Concordo con la maggior parte delle cose che sono dette e sottolineo fortemente che il centro della didattica, soprattutto se finalizzata al nostro tipo di tiro, va incentrata sull'arciere. Solo dall'arciere può emergere il suo modo di tirare. Voglio portarla anche un pochettino più in là. Non è nemmeno così fondamentale che alla fine emergano dei capisaldi (come la T perfetta). Talvolta non è possibile farla emergere, perché l'allievo è portatore di qualche handicap o semplicemente perché ha un diverso equilibrio strutturale morfologico. Ciò che deve emergere è il principio e la soluzione psicofisica che l'arciere impiega, seguendo quello che noi fisici chiamiamo principio di minima azione (massimo risultato - minimo sforzo). Come dice Ascham, la bellezza del gesto atletico segue per conseguenza.
Proprio per questo vorrei sottolineare che, secondo me, il giudizio sul metodo tradizionale è forse un po' affrettato. La proposizione di un modello NON è necessariamente propedeutica all'insegnamento di un gesto atletico. Esistono intere didattiche, quelle orientali ad esempio, che sono basate sull'infinita ripetizione di una modello. Non è il modello la cosa che deve essere applicata da un punto di vista atletico. Tante volte il modello è palesemente inapplicabile. La "forma" è propedeutica alla generazione di un sentimento-emozione/gesto_atletico che essa deve generare all'interno dell'allievo. Il suo scopo stabilito è quello di comprendere e assimilare un principio applicativo in esso nascosto. E, proprio attraverso la costruzione personale, non è dato sapere come e quando l'allievo si impadronirà di quel principio. Spesso ci vogliono anni.

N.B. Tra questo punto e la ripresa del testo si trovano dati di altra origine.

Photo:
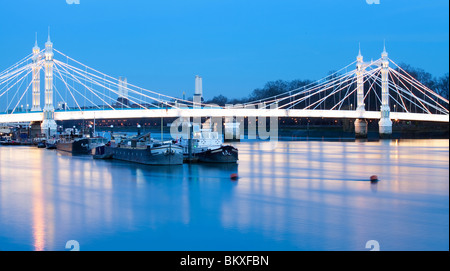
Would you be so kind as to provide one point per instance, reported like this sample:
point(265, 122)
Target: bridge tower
point(385, 123)
point(36, 101)
point(360, 123)
point(49, 126)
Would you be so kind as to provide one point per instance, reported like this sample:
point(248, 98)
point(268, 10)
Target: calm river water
point(304, 195)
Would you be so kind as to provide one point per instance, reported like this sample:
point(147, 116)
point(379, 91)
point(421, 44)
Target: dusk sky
point(235, 46)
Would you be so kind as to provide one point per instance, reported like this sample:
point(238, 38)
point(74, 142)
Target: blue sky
point(236, 46)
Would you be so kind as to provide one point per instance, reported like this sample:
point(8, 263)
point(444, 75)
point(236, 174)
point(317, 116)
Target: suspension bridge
point(378, 89)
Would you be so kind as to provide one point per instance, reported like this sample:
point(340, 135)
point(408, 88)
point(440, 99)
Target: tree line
point(439, 85)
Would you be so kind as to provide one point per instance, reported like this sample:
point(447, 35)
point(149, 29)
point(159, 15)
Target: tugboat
point(207, 146)
point(145, 150)
point(74, 145)
point(101, 152)
point(51, 144)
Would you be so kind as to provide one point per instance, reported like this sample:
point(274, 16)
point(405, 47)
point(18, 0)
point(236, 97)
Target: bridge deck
point(207, 112)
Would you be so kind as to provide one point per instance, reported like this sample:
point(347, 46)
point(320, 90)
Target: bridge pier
point(361, 128)
point(49, 126)
point(232, 131)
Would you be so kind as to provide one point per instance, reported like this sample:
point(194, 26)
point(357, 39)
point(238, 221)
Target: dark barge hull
point(224, 154)
point(144, 156)
point(80, 146)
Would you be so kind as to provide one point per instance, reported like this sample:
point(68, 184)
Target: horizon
point(234, 50)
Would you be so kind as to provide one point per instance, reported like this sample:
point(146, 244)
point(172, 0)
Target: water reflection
point(307, 195)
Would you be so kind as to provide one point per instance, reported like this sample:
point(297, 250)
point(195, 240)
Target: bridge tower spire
point(48, 126)
point(385, 123)
point(360, 123)
point(36, 90)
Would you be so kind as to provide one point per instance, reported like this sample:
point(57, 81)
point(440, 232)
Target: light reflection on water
point(304, 195)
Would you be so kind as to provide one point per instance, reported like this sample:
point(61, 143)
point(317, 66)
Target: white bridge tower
point(360, 123)
point(385, 123)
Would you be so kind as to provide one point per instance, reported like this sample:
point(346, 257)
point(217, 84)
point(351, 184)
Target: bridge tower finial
point(385, 124)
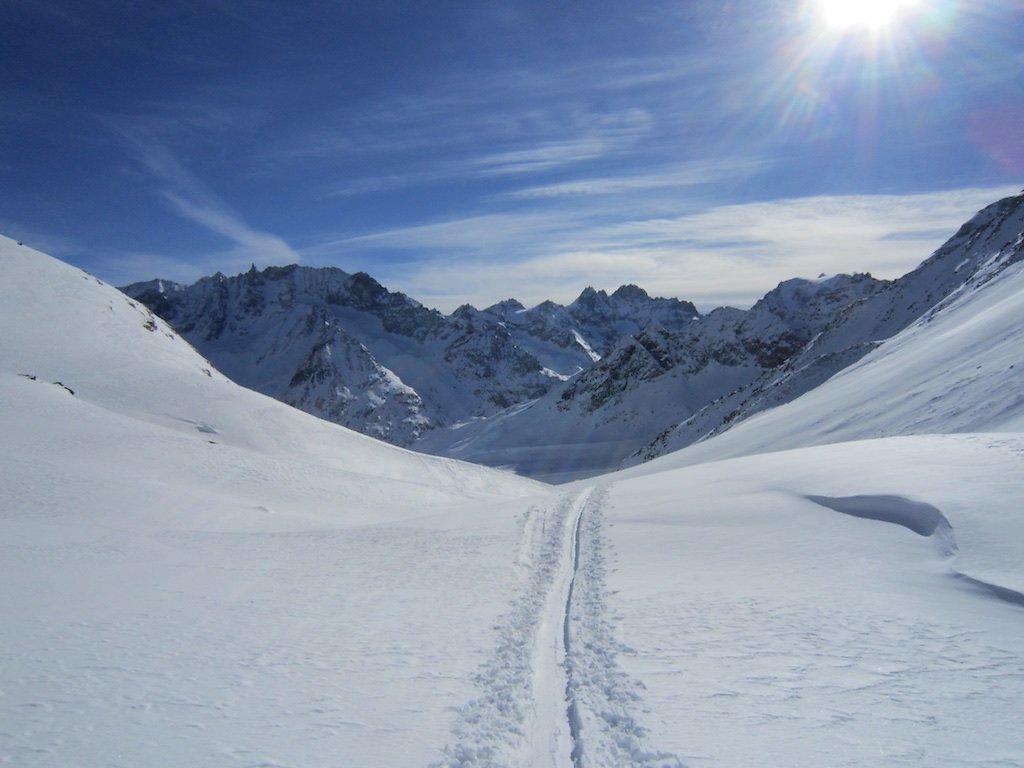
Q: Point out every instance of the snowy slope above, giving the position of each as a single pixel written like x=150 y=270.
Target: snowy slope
x=196 y=574
x=770 y=629
x=651 y=379
x=991 y=241
x=958 y=369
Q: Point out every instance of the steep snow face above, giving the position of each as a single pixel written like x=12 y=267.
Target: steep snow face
x=569 y=339
x=343 y=347
x=196 y=574
x=962 y=278
x=650 y=379
x=780 y=611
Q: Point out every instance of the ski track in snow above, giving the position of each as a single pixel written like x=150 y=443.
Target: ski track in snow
x=553 y=693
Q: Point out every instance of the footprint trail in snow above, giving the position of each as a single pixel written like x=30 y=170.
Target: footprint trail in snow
x=552 y=693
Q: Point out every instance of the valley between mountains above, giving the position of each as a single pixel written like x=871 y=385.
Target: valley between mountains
x=810 y=553
x=556 y=392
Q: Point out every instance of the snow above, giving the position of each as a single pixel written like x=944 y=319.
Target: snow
x=197 y=574
x=594 y=356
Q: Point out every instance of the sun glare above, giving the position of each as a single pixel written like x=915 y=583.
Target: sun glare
x=872 y=14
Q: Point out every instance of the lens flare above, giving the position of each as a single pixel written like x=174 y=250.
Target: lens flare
x=872 y=14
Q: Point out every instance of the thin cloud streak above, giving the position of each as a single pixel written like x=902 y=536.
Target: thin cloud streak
x=189 y=199
x=756 y=245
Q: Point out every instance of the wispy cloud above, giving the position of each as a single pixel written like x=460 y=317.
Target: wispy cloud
x=723 y=255
x=192 y=200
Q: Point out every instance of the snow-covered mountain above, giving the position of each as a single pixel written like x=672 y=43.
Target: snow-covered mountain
x=344 y=348
x=649 y=380
x=197 y=574
x=662 y=390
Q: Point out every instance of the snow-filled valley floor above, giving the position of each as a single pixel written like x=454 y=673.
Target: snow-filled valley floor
x=196 y=574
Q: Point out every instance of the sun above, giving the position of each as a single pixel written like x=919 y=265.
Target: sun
x=870 y=14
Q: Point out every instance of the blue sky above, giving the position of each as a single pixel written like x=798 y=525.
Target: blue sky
x=474 y=151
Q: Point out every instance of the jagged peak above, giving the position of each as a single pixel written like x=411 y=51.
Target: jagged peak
x=631 y=292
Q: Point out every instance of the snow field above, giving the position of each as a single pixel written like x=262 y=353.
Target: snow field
x=769 y=630
x=552 y=692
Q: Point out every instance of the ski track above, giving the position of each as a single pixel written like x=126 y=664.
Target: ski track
x=552 y=693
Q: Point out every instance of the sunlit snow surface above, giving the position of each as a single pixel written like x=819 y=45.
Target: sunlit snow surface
x=195 y=574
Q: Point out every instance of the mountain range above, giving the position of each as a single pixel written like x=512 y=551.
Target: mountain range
x=196 y=573
x=556 y=392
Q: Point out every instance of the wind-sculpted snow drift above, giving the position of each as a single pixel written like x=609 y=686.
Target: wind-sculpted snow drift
x=197 y=574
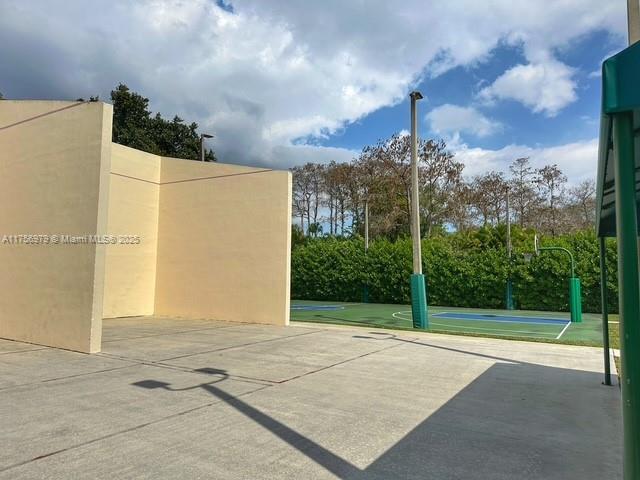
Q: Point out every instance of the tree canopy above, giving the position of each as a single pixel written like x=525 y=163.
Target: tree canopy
x=330 y=199
x=135 y=126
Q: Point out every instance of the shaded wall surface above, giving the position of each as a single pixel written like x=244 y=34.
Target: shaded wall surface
x=224 y=242
x=54 y=174
x=134 y=195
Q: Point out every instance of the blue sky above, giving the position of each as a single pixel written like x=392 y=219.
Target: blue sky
x=578 y=121
x=281 y=83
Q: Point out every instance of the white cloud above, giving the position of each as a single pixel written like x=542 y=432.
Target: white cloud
x=545 y=87
x=578 y=160
x=452 y=119
x=273 y=72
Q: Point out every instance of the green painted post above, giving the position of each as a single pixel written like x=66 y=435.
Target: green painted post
x=418 y=301
x=605 y=311
x=509 y=295
x=629 y=288
x=575 y=294
x=575 y=300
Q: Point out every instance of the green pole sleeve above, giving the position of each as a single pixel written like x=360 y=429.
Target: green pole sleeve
x=419 y=301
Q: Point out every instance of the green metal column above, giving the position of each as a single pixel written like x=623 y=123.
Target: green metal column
x=509 y=295
x=419 y=311
x=605 y=311
x=575 y=300
x=629 y=293
x=575 y=294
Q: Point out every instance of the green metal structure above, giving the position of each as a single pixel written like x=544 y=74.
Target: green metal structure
x=575 y=295
x=419 y=311
x=617 y=216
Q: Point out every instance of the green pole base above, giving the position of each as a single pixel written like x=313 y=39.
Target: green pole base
x=509 y=295
x=419 y=302
x=365 y=294
x=575 y=300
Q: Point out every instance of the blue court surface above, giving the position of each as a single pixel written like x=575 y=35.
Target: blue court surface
x=521 y=324
x=317 y=307
x=500 y=318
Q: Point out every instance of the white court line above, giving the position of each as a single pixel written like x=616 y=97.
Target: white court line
x=509 y=332
x=563 y=330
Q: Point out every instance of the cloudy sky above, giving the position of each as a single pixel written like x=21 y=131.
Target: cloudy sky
x=283 y=82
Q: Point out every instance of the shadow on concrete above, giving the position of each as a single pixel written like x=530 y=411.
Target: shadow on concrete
x=515 y=420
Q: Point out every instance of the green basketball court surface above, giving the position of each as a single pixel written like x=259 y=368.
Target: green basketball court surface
x=515 y=324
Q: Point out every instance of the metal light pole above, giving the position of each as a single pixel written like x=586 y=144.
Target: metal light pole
x=202 y=137
x=365 y=293
x=509 y=294
x=418 y=289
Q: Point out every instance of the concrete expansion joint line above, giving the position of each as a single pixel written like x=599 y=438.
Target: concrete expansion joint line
x=222 y=349
x=121 y=432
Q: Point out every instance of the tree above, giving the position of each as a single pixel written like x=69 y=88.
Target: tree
x=439 y=175
x=523 y=195
x=134 y=126
x=489 y=196
x=302 y=194
x=551 y=185
x=582 y=204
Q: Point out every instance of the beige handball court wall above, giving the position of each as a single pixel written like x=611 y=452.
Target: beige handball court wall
x=224 y=242
x=54 y=177
x=214 y=239
x=134 y=196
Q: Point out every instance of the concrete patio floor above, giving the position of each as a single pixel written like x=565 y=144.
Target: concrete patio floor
x=174 y=398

Generalmente, dopo che l'insegnante ha visto il principio non solo compreso (mentalmente) ma padroneggiato (psicofisicamente), la forma viene abbandonata e ci si concentra sul successivo elemento da apprendere. Ad es., le esercitazioni formali dei militari non servono ad insegnare a marciare tutti in bella riga e all'unisono (cosa utile solo una volta all'anno, il 4 novembre). Servono soprattutto a tirare fuori dal militare e dal gruppo l'energia e la tecnica che serviranno quando sarà necessario utilizzare una serie di marce forzate per raggiungere un obiettivo in zona dove non è possibile procedere con mezzi meccanici di trasporto. Quindi non è completamente esatto dire che il metodo tradizionale non ha compreso questi concetti. Vero è invece che tante volte i metodi tradizionali vengono applicati in modo non corretto da insegnanti che non li hanno ben compresi e che tendono a creare cloni di sè stessi, indipendentemente dall'individuo che si trovano d'innanzi. Ma non è opportuno buttare via il bambino (il metodo) con l'acqua sporca (chi non ha capito come insegnarlo). Va poi detto che a furia di aggiungere gocce d'acqua pulita, con l'esperienza dell'insegnante, anche quella che all'inizio era acqua sporca, spesso diventa limpida.